KH Muhdlar, Pimpinan Pondok Pesantren Al-Rahmah Sekadau, Wafat
Sekadau (Suara Kalbar) – Innalillahi wa inna ilaihi raji’un! Kabar duka menyelimuti masyarakat Kabupaten Sekadau. Pimpinan Pondok Pesantren Al-Rahmah Sekadau sekaligus Ketua Yayasan Pendidikan Islam Al-Rahmah, KH Muhdlar, S.Pd.I., M.M., wafat pada Sabtu (1/8/2026) pukul 04.59 WIB di Rumah Sakit Medika Jaya Pontianak.
Kabar wafatnya ulama kharismatik tersebut pertama kali beredar melalui pesan singkat yang disampaikan Koordinator Pondok Pesantren Al-Rahmah, Abdul Manan, kepada sejumlah grup WhatsApp pada Sabtu dini hari.
“Innalillahi wa inna ilaihi raji’un, telah berpulang ke rahmatullah KH. Muhdlar,” tulis Abdul Manan dalam pesannya.
Kepergian almarhum menjadi kehilangan besar bagi masyarakat, khususnya umat Islam di Kabupaten Sekadau. Ucapan belasungkawa dan doa terus mengalir melalui berbagai media sosial serta grup percakapan, sebagai bentuk penghormatan atas jasa dan pengabdian almarhum selama hidupnya.
KH Muhdlar dikenal sebagai sosok yang berdedikasi dalam pengembangan pendidikan Islam di Kabupaten Sekadau. Di bawah kepemimpinannya, Yayasan Pendidikan Islam Al-Rahmah yang beralamat di KM 7 Desa Mungguk Kecamatan Sekadau Hilir itu berkembang dengan membina berbagai lembaga pendidikan, mulai dari Pondok Pesantren Al-Rahmah, TK/RA, Madrasah Ibtidaiyah Swasta (MIS), Madrasah Tsanawiyah (MTs), hingga Sekolah Menengah Atas (SMA).
Selain berkiprah di dunia pendidikan, almarhum juga aktif dalam berbagai organisasi keagamaan.

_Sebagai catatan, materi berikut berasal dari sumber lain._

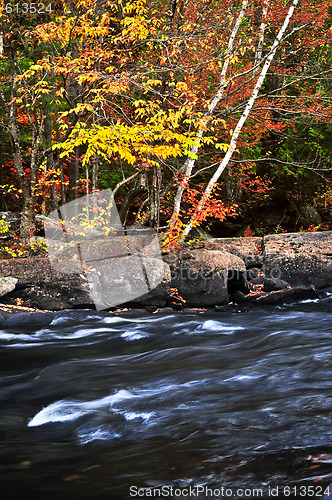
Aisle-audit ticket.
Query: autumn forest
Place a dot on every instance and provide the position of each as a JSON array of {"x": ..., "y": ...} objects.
[{"x": 196, "y": 113}]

Ia menjabat sebagai Ketua Majelis Ulama Indonesia (MUI) Kabupaten Sekadau selama dua periode hingga saat ini. KH Muhdlar juga mengemban amanah sebagai Rais Syuriah PCNU Kabupaten Sekadau selama dua periode serta Ketua I Bidang Ibadah Masjid Agung Sultan Anum Sekadau.
Semasa hidupnya, KH Muhdlar dikenal sebagai ulama yang sederhana, rendah hati, dan memiliki komitmen kuat dalam membina umat serta mencetak generasi muda melalui pendidikan berbasis nilai-nilai Islam. Dedikasinya dalam dakwah dan pendidikan telah memberikan kontribusi besar bagi perkembangan kehidupan keagamaan di Kabupaten Sekadau.
Kepergian almarhum meninggalkan duka mendalam bagi keluarga, santri, alumni, para tokoh agama, serta masyarakat luas yang mengenal sosoknya sebagai pendidik dan pembimbing umat.
Semoga Allah SWT menerima seluruh amal ibadah almarhum, mengampuni segala khilafnya, melapangkan kuburnya, serta menempatkannya di tempat terbaik di sisi-Nya. Aamiin.